The UK Treasury Department set out on Tuesday plans to amend existing rules to deal with any major stablecoin collapses, such as with TerraUSD this month.
It is the latest sign of how regulators are trying to catch up with the rapid developments in crypto markets that stretch across national borders.
“Since the initial commitment to regulate certain types of stablecoins, events in crypto asset markets have further emphasized the need for appropriate regulation to mitigate risks to consumers, market integrity and financial stability,” the ministry said.
Banks, insurers and mainstream payment companies must comply with rules that ensure that their deposit accounts, policies or services can be quickly transferred to another provider if they fail, in order to avoid panic and contagion in the markets.
Stablecoins, which play a vital role in crypto markets, are digital tokens that are pegged to the value of traditional assets, such as the US dollar, and are seen as playing a greater role in payments.
The collapse of TerraUSD, a popular stablecoin that was the 10th largest cryptocurrency, has sparked central bank concerns in an unregulated sector.
“The failure of a systemic digital settlement asset manager could have a wide range of financial stability and consumer protection implications,” the ministry said in a consultation paper.

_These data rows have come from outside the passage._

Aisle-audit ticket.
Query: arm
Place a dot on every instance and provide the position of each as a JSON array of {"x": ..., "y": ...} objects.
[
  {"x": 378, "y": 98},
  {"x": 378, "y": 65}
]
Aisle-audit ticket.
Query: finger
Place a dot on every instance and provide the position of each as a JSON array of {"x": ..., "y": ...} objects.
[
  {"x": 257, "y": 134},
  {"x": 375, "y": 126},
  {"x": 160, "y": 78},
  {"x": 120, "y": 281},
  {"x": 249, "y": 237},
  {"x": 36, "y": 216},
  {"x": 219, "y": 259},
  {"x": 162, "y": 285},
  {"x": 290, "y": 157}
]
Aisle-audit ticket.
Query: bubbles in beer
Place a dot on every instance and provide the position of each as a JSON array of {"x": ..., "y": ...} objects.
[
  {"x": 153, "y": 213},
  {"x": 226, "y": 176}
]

“This could be in terms of continuity of services critical to the functioning of the economy as well as individuals’ access to their funds or assets.”
While work is underway on whether tailor-made rules were needed to phase out failed stablecoins, existing rules for dealing with payment company failures need to be amended, the ministry said.
It proposed changing the Financial Market Infrastructure Special Administration Regime, which would give the Bank of England powers to ensure the continuity of stablecoin payment services during a crisis.